The determination and pronouncement of when a person has died has medical, ethical, and legal implications. Laws vary from state to state, and death is usually defined in a state’s statutes.
Definitions and terminology may vary from state to state but generally a person is dead when, according to ordinary standards of medical practice, there is irreversible cessation of the person's spontaneous respiratory and circulatory functions. If artificial means of support preclude a determination that a person's spontaneous respiratory and circulatory functions have ceased, the person is dead when, in the announced opinion of a physician, according to ordinary standards of medical practice, there is irreversible cessation of all spontaneous brain function.
Death occurs when the relevant functions cease. But a formal pronouncement of death is not a legal determination of the cause, manner, or time of death.

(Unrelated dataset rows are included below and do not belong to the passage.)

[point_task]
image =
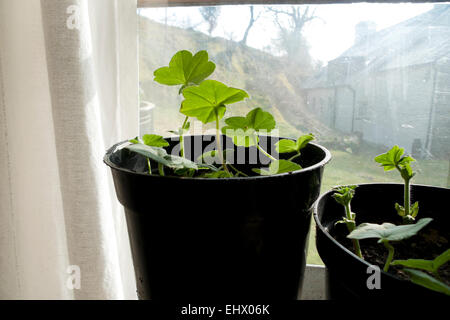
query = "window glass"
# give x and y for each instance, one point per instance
(361, 77)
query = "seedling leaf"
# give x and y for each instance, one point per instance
(185, 69)
(388, 231)
(426, 265)
(208, 100)
(160, 155)
(279, 166)
(286, 146)
(154, 140)
(344, 194)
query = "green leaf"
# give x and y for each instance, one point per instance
(218, 174)
(135, 140)
(427, 281)
(304, 140)
(344, 194)
(154, 140)
(155, 153)
(286, 146)
(260, 120)
(185, 69)
(279, 166)
(241, 137)
(388, 231)
(400, 210)
(243, 130)
(213, 156)
(237, 122)
(394, 159)
(427, 265)
(441, 259)
(160, 155)
(208, 99)
(414, 210)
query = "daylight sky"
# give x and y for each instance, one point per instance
(327, 37)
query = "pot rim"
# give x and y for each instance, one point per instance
(328, 235)
(122, 144)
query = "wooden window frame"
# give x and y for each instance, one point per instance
(188, 3)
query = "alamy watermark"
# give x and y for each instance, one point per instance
(73, 21)
(74, 279)
(374, 280)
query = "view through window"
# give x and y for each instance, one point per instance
(361, 77)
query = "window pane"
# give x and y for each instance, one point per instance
(361, 77)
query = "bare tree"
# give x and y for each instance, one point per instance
(250, 24)
(211, 16)
(291, 23)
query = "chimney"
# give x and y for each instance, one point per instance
(363, 31)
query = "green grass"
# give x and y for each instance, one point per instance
(347, 168)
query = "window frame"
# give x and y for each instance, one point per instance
(187, 3)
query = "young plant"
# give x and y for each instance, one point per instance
(344, 195)
(394, 159)
(207, 101)
(431, 266)
(289, 146)
(185, 70)
(387, 232)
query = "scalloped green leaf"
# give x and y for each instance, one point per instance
(286, 146)
(160, 155)
(154, 140)
(185, 69)
(279, 166)
(209, 100)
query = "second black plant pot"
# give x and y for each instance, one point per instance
(215, 239)
(347, 274)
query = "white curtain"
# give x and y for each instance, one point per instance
(68, 91)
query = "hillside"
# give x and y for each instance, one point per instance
(269, 83)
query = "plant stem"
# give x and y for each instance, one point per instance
(265, 153)
(149, 167)
(161, 169)
(390, 255)
(407, 200)
(294, 156)
(219, 145)
(351, 227)
(182, 138)
(238, 172)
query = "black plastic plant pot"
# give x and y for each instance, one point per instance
(215, 239)
(348, 276)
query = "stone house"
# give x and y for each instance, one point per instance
(391, 86)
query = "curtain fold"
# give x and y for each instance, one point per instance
(68, 91)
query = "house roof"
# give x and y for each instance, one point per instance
(419, 40)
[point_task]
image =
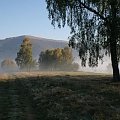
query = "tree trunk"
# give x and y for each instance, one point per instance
(114, 61)
(113, 41)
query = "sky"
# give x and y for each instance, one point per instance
(28, 17)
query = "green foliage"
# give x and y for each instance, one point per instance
(8, 64)
(57, 59)
(24, 56)
(91, 23)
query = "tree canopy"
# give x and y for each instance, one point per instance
(24, 57)
(57, 59)
(95, 28)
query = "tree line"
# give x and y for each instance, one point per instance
(51, 59)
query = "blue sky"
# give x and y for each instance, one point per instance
(28, 17)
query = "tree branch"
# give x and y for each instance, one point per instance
(92, 10)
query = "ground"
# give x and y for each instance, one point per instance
(59, 96)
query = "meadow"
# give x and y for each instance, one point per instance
(59, 96)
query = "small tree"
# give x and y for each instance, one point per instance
(24, 56)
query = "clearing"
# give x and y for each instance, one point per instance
(59, 96)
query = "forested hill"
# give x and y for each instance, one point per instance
(10, 46)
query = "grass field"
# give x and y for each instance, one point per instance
(59, 96)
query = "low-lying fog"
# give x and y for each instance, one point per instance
(104, 67)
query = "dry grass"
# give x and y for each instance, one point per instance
(60, 96)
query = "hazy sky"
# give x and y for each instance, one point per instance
(27, 17)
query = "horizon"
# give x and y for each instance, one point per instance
(28, 18)
(34, 37)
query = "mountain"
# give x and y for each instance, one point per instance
(10, 46)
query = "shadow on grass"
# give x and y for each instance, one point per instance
(60, 98)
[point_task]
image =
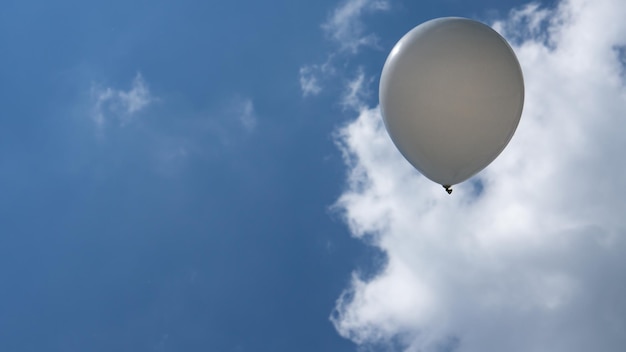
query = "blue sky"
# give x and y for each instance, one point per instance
(197, 176)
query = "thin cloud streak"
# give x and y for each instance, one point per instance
(345, 26)
(109, 103)
(346, 29)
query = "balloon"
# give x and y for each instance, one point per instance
(451, 96)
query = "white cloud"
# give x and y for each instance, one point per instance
(345, 25)
(534, 259)
(309, 82)
(109, 103)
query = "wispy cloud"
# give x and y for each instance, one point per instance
(530, 254)
(116, 104)
(345, 28)
(356, 92)
(345, 25)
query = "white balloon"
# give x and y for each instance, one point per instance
(451, 96)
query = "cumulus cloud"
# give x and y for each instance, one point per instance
(109, 103)
(345, 25)
(530, 254)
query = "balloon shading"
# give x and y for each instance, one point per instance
(451, 96)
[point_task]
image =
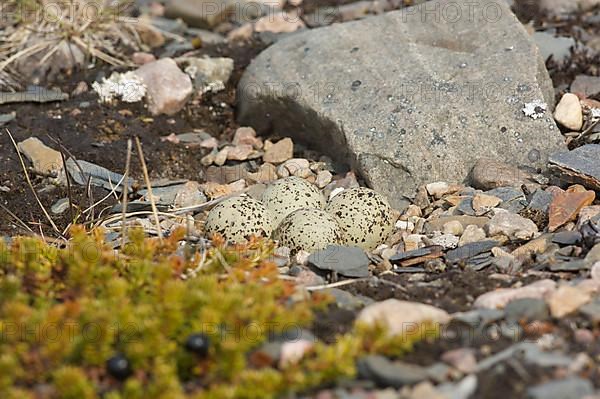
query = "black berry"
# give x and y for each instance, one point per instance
(118, 366)
(198, 344)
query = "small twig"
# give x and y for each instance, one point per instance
(46, 214)
(338, 284)
(588, 130)
(69, 192)
(65, 149)
(22, 223)
(125, 194)
(149, 187)
(208, 204)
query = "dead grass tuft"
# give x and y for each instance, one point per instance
(49, 36)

In Illinois, the determination of death is governed by the Illinois Compiled Statutes, specifically the Illinois Uniform Determination of Death Act. According to this Act, an individual is considered legally dead when there is an irreversible cessation of circulatory and respiratory functions, or when there is an irreversible cessation of all functions of the entire brain, including the brain stem, in accordance with accepted medical standards. The pronouncement of death must be made by a licensed physician. It is important to note that the use of artificial life support may complicate the determination of death, and the law takes this into account by focusing on the irreversible cessation of brain function as an alternative criterion. The formal declaration of death itself does not establish the legal cause, manner, or exact time of death; these are separate determinations that may be made later, often as part of a death investigation or autopsy process.